Professor

Marsha J. Berger

New York University
Mathematician; Computer Scientist; Educator
Area
Mathematical and Physical Sciences
Specialty
Mathematics, Applied Mathematics, and Statistics
Elected
2011
Creative contributor to computer science and applied mathematics. Devised a new methodology for the three-dimensional computation of complicated flows around aircraft and in airborne dispersal. Based on adaptive refinement of Cartesian grids (Adaptive Mesh Refinement or AMR), created hierarchical, multilevel methods with astonishing resolution at acceptable cost, and automation that uses computational resources efficiently. Applied methods to astrophysics, civil engineering, atmospheric sciences, groundwater flow, and numerical relativity using the software AMRCLAW, which has also been developed for computational cardiology and biological fluid dynamics.

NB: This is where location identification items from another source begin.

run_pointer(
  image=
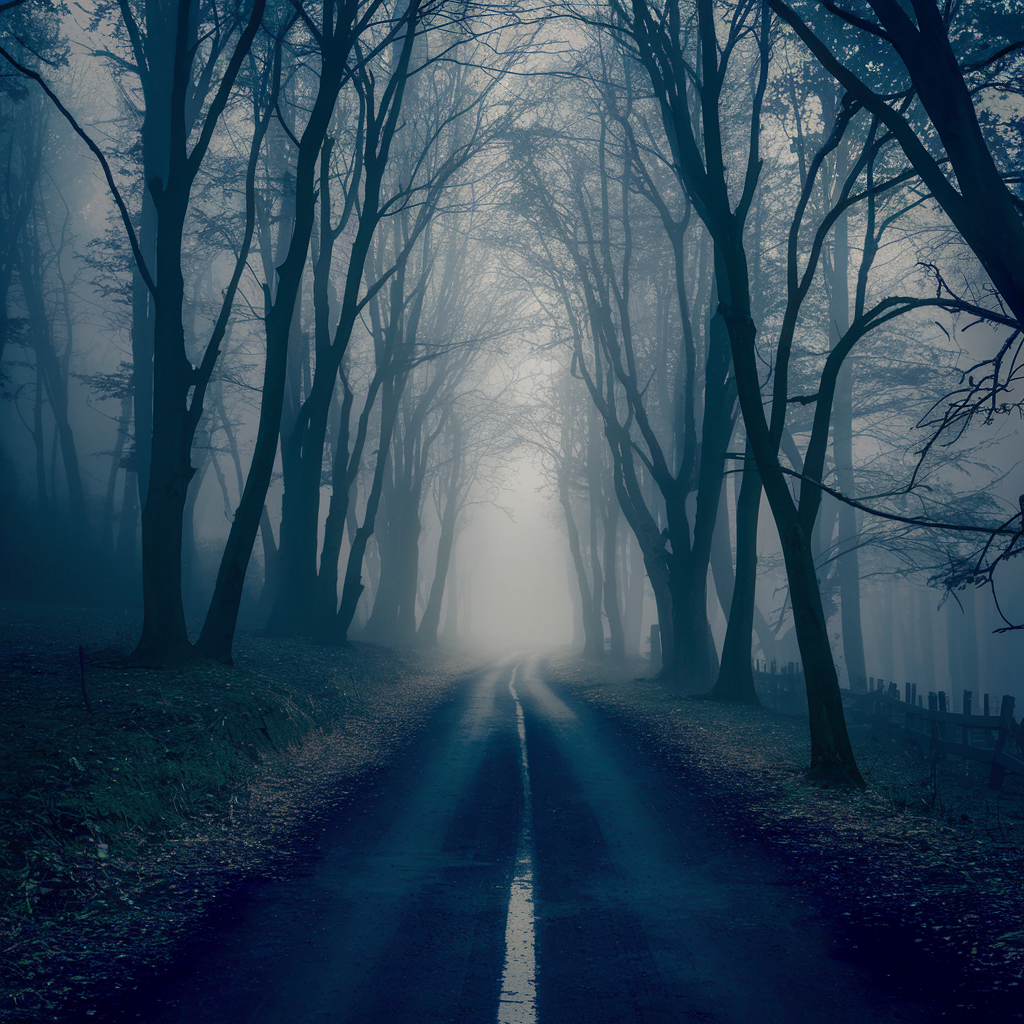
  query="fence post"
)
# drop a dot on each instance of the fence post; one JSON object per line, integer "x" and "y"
{"x": 1006, "y": 724}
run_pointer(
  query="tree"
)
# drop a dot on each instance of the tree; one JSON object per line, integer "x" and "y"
{"x": 981, "y": 205}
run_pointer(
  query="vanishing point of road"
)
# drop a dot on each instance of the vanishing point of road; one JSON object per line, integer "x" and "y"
{"x": 524, "y": 862}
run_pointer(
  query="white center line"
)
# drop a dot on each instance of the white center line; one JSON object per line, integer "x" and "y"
{"x": 518, "y": 1000}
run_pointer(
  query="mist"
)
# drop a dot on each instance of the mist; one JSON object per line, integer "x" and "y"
{"x": 452, "y": 357}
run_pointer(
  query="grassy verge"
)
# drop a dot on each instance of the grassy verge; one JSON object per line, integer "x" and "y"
{"x": 924, "y": 868}
{"x": 118, "y": 829}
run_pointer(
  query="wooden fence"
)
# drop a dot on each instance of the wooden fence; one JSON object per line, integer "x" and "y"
{"x": 997, "y": 740}
{"x": 939, "y": 731}
{"x": 780, "y": 688}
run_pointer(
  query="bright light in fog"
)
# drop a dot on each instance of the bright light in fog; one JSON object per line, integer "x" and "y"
{"x": 517, "y": 589}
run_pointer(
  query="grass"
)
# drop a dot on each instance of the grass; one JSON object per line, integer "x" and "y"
{"x": 120, "y": 829}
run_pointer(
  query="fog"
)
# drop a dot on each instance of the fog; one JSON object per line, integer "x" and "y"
{"x": 491, "y": 396}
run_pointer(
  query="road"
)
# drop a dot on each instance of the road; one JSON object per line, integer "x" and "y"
{"x": 524, "y": 863}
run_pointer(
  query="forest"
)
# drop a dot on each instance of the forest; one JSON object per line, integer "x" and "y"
{"x": 290, "y": 291}
{"x": 511, "y": 510}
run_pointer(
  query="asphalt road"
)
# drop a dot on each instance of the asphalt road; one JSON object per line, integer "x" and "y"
{"x": 524, "y": 863}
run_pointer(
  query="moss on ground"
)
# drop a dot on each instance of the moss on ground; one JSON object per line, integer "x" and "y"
{"x": 120, "y": 829}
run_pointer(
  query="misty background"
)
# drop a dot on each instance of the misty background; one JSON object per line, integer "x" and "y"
{"x": 499, "y": 239}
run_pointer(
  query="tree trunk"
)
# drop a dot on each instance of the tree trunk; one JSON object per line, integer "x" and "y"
{"x": 735, "y": 677}
{"x": 610, "y": 524}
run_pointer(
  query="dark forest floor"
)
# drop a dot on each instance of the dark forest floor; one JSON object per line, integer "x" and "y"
{"x": 925, "y": 868}
{"x": 119, "y": 832}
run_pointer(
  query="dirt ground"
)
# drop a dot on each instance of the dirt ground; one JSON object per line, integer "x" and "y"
{"x": 926, "y": 864}
{"x": 120, "y": 829}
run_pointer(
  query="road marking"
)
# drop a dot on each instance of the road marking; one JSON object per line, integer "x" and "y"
{"x": 518, "y": 999}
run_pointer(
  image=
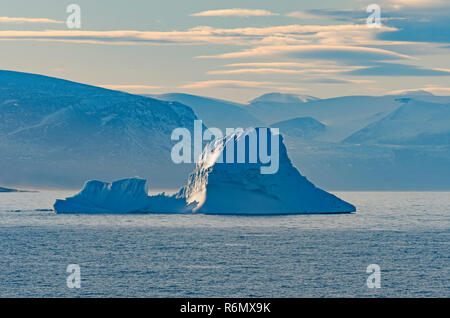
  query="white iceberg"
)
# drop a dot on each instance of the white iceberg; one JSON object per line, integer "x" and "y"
{"x": 123, "y": 196}
{"x": 214, "y": 188}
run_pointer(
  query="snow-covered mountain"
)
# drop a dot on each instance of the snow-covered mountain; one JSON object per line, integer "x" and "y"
{"x": 57, "y": 133}
{"x": 342, "y": 115}
{"x": 215, "y": 112}
{"x": 415, "y": 123}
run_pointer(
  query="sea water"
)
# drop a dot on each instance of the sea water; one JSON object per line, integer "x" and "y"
{"x": 407, "y": 234}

Contributions include generation of locally refined Cartesian grids, schemes that maintain conservation at grid interfaces, and the high-performance parallel implementation of AMR. Helped use self-consistent rescaling to determine singularity structure in nonlinear parabolic problems. Applications include inviscid flow and multiphase flow. Uses computational geometry and adaptive precision arithmetic to generate grids for full aircraft shapes; error estimators automatically determine where such grids should be refined.